Roby klaim pernikahan ini sah secara agama Katolik, bahkan tunjukkan dokumen Testimonium Matrimoni dan foto-foto pernikahan di media sosial. Tapi Aurelie bantah, bilang gaun pengantinnya cuma kostum syuting dan pernikahan itu dibatalkan gereja karena tidak memenuhi syarat hukum kanonik. Ia pegang status “liber” (bebas menikah lagi) dari gereja sebagai bukti.
Masa Pernikahan: Dugaan KDRT dan Perpisahan
Pernikahan mereka tak bertahan lama. Aurelie ungkap pengalaman buruk, termasuk dugaan KDRT seperti dijambak dan diludahi oleh Roby. Roby bantah tuduhan ini, bilang tak ada kekerasan dan hubungan mereka harmonis. Akhirnya, mereka berpisah pada 2013 setelah dua tahun menikah.

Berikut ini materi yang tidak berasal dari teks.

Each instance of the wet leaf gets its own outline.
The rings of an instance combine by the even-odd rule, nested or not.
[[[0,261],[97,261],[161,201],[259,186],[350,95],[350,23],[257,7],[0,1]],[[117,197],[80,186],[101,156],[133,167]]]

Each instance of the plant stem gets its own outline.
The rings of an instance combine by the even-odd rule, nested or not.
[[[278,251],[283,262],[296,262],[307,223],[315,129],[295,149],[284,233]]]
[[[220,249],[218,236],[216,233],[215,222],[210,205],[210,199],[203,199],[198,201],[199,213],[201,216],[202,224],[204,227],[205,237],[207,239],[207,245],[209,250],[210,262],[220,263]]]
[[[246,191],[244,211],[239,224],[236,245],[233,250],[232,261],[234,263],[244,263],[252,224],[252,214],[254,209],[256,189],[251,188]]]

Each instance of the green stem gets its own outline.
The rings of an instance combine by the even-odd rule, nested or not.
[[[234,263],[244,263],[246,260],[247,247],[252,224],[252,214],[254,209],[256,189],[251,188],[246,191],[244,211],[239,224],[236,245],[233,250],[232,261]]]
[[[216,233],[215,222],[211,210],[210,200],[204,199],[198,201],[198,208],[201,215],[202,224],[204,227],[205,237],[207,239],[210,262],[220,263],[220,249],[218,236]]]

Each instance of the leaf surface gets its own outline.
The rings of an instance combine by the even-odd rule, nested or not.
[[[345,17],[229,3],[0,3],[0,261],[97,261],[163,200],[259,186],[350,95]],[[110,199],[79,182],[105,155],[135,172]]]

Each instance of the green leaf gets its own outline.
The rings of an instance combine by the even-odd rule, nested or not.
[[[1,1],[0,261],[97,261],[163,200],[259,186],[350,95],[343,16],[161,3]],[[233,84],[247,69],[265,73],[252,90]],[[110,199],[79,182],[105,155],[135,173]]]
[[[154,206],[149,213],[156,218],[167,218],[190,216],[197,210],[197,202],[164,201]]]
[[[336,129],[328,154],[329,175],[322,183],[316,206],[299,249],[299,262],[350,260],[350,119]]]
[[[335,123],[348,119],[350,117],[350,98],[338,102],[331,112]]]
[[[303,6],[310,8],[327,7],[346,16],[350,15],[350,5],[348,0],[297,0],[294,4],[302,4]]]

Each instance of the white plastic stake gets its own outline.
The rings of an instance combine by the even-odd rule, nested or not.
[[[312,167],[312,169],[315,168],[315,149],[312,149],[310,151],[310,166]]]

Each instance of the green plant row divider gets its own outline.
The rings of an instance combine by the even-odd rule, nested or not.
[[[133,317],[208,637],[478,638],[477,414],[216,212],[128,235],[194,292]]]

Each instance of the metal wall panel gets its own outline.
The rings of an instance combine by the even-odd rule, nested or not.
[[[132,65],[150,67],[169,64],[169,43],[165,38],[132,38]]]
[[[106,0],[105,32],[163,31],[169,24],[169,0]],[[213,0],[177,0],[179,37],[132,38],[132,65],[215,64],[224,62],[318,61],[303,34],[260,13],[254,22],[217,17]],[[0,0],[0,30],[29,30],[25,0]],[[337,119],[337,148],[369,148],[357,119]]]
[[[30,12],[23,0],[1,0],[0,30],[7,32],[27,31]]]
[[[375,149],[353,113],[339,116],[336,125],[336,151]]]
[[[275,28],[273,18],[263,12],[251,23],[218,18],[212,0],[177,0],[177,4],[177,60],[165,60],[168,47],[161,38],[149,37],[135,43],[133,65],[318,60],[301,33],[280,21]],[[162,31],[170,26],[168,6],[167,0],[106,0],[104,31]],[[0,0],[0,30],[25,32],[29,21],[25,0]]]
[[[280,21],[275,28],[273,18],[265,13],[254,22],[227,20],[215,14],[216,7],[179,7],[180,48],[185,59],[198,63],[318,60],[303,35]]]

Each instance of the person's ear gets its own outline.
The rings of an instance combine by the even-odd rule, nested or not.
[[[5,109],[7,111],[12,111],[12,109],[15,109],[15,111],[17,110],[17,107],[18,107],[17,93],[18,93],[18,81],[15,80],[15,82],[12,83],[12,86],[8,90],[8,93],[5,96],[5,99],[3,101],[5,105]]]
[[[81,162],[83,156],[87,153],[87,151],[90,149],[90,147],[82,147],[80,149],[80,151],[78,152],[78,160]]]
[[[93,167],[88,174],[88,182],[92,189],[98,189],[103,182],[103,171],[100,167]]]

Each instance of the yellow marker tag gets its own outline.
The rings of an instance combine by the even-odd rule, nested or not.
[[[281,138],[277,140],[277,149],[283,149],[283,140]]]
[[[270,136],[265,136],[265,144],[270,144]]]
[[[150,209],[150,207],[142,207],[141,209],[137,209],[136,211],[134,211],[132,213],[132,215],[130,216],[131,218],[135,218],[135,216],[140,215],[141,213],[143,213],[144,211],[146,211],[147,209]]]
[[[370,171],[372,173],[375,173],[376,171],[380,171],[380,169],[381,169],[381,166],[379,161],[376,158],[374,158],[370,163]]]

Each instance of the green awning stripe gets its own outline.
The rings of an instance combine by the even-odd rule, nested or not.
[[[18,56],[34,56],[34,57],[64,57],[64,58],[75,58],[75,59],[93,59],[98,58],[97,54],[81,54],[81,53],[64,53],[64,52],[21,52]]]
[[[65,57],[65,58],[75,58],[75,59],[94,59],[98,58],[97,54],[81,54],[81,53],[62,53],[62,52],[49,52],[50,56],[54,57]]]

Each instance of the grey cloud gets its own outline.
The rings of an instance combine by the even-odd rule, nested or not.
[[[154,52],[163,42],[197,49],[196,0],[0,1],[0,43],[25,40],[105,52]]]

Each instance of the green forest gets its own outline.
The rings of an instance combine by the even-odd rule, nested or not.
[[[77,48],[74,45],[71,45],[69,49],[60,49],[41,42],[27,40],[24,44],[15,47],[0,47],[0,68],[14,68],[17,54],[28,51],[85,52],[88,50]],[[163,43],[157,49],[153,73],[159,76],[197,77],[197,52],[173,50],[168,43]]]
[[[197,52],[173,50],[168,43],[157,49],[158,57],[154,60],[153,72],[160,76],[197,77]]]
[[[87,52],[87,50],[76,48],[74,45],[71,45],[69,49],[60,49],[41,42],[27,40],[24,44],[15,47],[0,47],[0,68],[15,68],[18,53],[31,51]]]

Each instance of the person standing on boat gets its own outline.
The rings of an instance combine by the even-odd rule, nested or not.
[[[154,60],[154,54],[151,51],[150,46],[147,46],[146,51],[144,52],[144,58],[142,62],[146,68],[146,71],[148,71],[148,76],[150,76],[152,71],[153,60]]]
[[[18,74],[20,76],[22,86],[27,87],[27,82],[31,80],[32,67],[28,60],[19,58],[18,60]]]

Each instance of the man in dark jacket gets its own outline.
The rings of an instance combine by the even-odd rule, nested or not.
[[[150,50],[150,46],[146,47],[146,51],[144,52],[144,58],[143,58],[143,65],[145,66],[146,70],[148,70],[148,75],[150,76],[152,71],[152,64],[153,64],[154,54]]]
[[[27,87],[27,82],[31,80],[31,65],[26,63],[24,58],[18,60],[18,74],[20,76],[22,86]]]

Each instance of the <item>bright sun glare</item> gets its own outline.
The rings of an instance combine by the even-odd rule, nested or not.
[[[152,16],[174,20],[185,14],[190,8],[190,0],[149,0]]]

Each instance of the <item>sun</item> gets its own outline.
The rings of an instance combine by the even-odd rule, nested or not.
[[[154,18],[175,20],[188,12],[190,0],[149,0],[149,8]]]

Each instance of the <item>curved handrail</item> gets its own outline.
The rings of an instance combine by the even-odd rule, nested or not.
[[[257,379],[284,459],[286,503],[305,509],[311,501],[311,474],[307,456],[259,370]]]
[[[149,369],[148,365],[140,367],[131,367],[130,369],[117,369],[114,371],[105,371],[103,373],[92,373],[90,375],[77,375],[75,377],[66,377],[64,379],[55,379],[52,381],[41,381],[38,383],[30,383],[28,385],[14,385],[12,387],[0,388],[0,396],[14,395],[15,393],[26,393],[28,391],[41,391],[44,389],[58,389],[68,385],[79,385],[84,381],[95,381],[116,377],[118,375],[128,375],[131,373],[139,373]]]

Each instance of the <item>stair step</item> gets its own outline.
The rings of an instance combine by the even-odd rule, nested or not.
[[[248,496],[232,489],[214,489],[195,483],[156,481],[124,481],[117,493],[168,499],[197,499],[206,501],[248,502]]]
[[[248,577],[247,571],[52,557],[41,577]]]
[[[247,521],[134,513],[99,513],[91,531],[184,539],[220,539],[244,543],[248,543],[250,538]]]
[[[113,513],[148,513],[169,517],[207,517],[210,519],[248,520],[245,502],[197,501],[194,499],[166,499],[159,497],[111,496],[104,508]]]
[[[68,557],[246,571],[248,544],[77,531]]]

Setelah cerai, Aurelie fokus karier dan akhirnya menikah lagi dengan Tyler Bigenho pada 2025. Roby heran kenapa Aurelie bisa dapat status liber tanpa panggilannya ke gereja.
Kisah ini meledak lagi setelah Aurelie rilis Broken Strings pada 2025, di mana ia cerita detail pengalaman grooming dan pernikahan paksa tanpa sebut nama Roby secara langsung. Netizen langsung hubungkan dengan Roby, yang kemudian respons dengan unggah foto nikah dan dokumen di Instagram dan X.
Ia bilang jadi korban cancel culture dan pernikahan mereka sah. Aurelie balas dengan bukti dari ChatGPT dan surat gereja bahwa pernikahan tak sah karena tak tercatat negara.